None of this was apparent at the time, either to the amazed hearers, nor to the confused disciples themselves. Peter stood up to make the first public sermon of the Christian era. The basis of his message was Joel's prophecy of the end-time outpouring of the Holy Spirit. Jesus was the fulfilment of this prophecy, but the Jews had put him to death. God had raised Jesus up to His right hand, and he has sent forth the Holy Spirit to those who believed in him.
There are three verses in this sermon that have a tangential reference to non-Jews:
"The promise is for you and your children and for all who are far off -- for all whom the Lord our God will call” (Acts 2:39).

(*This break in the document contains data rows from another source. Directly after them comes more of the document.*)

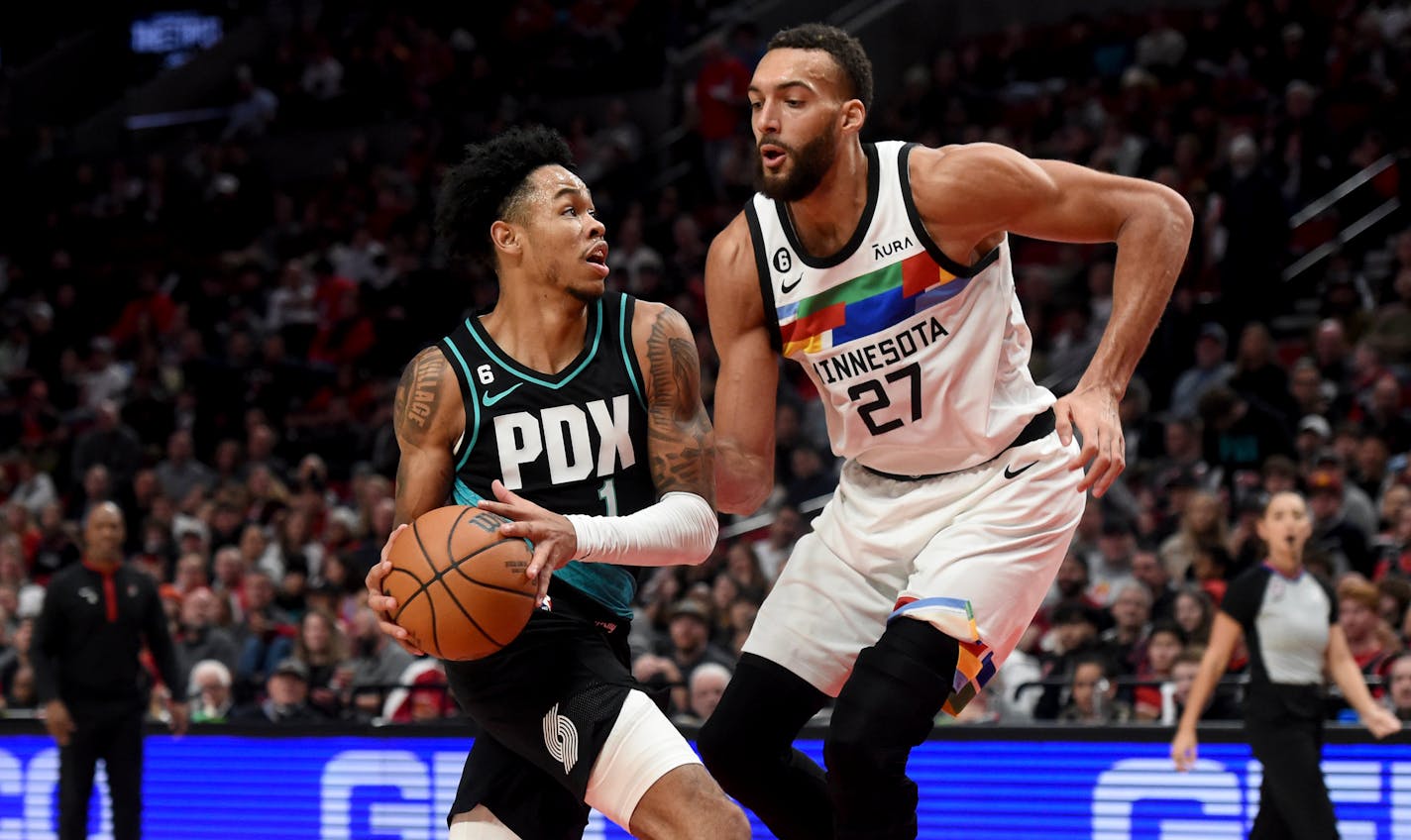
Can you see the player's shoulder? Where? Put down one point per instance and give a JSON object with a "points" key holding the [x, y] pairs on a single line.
{"points": [[965, 163]]}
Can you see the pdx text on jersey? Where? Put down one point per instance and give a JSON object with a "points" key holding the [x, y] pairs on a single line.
{"points": [[879, 354], [563, 437]]}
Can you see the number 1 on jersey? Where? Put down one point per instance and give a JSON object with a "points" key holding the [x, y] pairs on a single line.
{"points": [[608, 493]]}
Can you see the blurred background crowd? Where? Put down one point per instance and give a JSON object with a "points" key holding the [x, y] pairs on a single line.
{"points": [[203, 322]]}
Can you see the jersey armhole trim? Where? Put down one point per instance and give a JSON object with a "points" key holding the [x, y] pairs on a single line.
{"points": [[634, 372], [472, 405], [766, 286], [919, 227]]}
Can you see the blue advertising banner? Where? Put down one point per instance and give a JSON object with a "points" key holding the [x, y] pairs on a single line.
{"points": [[399, 788]]}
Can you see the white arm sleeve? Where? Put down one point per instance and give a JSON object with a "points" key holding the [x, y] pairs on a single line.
{"points": [[679, 530]]}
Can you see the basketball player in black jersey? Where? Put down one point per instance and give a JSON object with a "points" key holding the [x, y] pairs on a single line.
{"points": [[578, 415]]}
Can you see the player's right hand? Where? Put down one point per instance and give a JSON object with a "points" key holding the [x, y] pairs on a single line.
{"points": [[382, 605], [58, 722]]}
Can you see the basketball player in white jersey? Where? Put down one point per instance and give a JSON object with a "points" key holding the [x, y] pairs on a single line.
{"points": [[884, 270]]}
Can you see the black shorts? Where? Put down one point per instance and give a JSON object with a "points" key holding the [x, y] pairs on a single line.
{"points": [[545, 705]]}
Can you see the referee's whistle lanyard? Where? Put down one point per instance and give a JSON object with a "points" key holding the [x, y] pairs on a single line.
{"points": [[109, 589]]}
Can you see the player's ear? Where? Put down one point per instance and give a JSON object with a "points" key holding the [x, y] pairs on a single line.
{"points": [[505, 237], [852, 114]]}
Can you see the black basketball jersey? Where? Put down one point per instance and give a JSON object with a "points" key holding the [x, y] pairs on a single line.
{"points": [[572, 442]]}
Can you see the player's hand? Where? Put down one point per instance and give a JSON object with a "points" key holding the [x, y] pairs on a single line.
{"points": [[180, 717], [1183, 750], [1092, 413], [1380, 722], [553, 539], [382, 605], [58, 722]]}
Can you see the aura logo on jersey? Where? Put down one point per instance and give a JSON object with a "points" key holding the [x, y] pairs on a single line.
{"points": [[865, 305], [1016, 783], [562, 437]]}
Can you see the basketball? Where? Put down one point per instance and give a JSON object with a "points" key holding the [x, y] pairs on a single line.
{"points": [[460, 586]]}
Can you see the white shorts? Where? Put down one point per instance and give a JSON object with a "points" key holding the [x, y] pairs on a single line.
{"points": [[971, 552]]}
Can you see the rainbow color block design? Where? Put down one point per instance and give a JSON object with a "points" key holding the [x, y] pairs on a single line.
{"points": [[867, 305], [955, 617]]}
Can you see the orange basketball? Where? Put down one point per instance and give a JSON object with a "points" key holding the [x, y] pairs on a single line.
{"points": [[460, 586]]}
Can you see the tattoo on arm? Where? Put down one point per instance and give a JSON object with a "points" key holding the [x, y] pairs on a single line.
{"points": [[418, 395], [679, 432]]}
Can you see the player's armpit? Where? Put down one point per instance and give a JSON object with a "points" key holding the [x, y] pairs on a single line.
{"points": [[681, 440], [748, 372], [970, 195]]}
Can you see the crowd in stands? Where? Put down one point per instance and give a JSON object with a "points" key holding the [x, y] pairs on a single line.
{"points": [[216, 350]]}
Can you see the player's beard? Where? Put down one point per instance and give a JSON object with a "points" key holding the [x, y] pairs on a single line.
{"points": [[811, 163], [586, 295]]}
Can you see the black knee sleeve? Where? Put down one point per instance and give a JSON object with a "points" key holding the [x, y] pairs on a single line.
{"points": [[748, 746], [886, 707]]}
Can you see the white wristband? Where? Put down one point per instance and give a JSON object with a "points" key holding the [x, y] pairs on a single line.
{"points": [[679, 530]]}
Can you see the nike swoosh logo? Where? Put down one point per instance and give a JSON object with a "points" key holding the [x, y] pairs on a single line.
{"points": [[491, 399], [1016, 472]]}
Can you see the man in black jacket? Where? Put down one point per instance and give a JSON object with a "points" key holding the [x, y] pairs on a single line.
{"points": [[86, 644]]}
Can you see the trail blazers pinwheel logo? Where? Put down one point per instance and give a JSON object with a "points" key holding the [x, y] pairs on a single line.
{"points": [[562, 739]]}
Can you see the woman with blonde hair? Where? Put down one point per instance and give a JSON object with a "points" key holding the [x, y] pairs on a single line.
{"points": [[1202, 525]]}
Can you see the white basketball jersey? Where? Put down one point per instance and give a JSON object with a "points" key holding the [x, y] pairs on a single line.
{"points": [[922, 363]]}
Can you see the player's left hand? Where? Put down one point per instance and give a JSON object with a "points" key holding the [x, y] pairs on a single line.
{"points": [[1381, 722], [553, 539], [1092, 412], [180, 717]]}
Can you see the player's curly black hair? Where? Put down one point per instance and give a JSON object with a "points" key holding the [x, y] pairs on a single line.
{"points": [[489, 183], [844, 49]]}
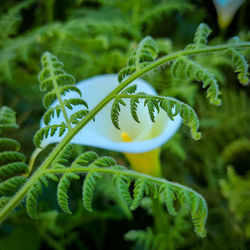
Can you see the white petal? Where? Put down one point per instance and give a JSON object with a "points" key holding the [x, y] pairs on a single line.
{"points": [[146, 135]]}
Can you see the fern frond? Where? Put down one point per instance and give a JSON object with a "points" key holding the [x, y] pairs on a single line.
{"points": [[145, 53], [52, 73], [69, 103], [77, 116], [122, 183], [51, 113], [169, 198], [195, 203], [85, 159], [104, 161], [170, 105], [64, 157], [141, 187], [241, 66], [115, 110], [89, 188], [11, 185], [193, 71], [55, 80], [9, 144], [62, 190], [13, 168], [3, 201], [152, 105], [7, 118], [33, 193], [200, 37], [12, 163], [51, 96], [50, 130]]}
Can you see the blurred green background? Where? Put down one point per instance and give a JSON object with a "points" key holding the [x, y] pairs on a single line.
{"points": [[96, 37]]}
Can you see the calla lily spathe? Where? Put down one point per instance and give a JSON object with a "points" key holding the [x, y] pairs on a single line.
{"points": [[226, 10], [134, 138]]}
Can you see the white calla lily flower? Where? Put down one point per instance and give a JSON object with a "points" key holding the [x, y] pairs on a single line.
{"points": [[226, 10], [139, 141]]}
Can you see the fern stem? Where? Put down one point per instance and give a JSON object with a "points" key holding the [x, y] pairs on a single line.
{"points": [[17, 198], [129, 173], [35, 153], [58, 95]]}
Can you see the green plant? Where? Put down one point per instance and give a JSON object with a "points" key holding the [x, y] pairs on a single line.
{"points": [[61, 162]]}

Joel's prophecy was discussed extensively in the Old Testament study. Our conclusion was that neither Joel, Peter, nor Peter's hearers understood these words to be a "come one, come all" invitation to the Gentiles. They would have interpreted the verses to read: "I will pour out my Spirit on all Jewish people, not just the priests and prophets....And all Jews who call on the name of the Lord will be saved....The promise is for you and your children, and even those Jews in distant lands."
Looking backwards, yes, we can see that at Pentecost God was hanging out a Welcome sign to the world. But it would still be a while before Peter and the other disciples got the message.